Despite a HUAC-imposed block on radio and television appearances, Dyer-Bennet weathered the McCarthy era by enjoying an extended return stay at the Village Vanguard; there he met television producer Harvey Cort, and in 1955 the two men agreed to form their own recording company. Dyer-Bennet -- long dissatisfied with traditional music industry dealings -- planned to use the label simply to record music to promote his concert appearances, as no previous "single artist" imprints had ever gained commercial success or widespread distribution. However, his first release, titled simply Richard Dyer-Bennet #1 was the subject of considerable critical acclaim, and sold remarkably well given its often haphazard distribution. He ultimately released 14 more albums on the label, including a handful of special repertory efforts including Songs of Stephen Foster, Scottish and Irish Songs and Mark Twain's 1601, Fireside Conversations in the Time of Queen Elizabeth and Songs in the Same Free Spirit.
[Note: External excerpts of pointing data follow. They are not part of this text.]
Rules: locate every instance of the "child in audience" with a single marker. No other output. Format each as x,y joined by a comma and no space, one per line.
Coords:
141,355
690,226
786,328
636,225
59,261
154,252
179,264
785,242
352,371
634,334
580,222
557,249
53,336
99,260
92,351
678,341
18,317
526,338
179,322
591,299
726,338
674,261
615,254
Dyer-Bennet remained a notable presence on the folk music landscape throughout the 1960s; beginning in 1970, he even taught an experimental class at SUNY at Stony Brook based on his theories of vocal training for actors. After suffering a cerebral hemorrage in 1972 which severely limited the use of his left hand, making it virtually impossible to play guitar, Dyer-Bennet's folk career was essentially finished; still, music remained his obsession, and in 1977 he completed his own translation of Schubert's Die schone Mullerin, and also continued work on a long-planned musical adaptation of Homer's Odyssey, for which he was the recepient of a grant from the National Endowment for the Humanities in 1979. A film documentary about the project's development, Jill Godmillow and Susan Fanshell's The Odyssey Tapes, was also produced. After retiring from Stony Brook in 1983, Dyer-Bennet's health failed rapidly, and sadly the Odyssey project never reached its completion; he died of lymphoma on December 14, 1991.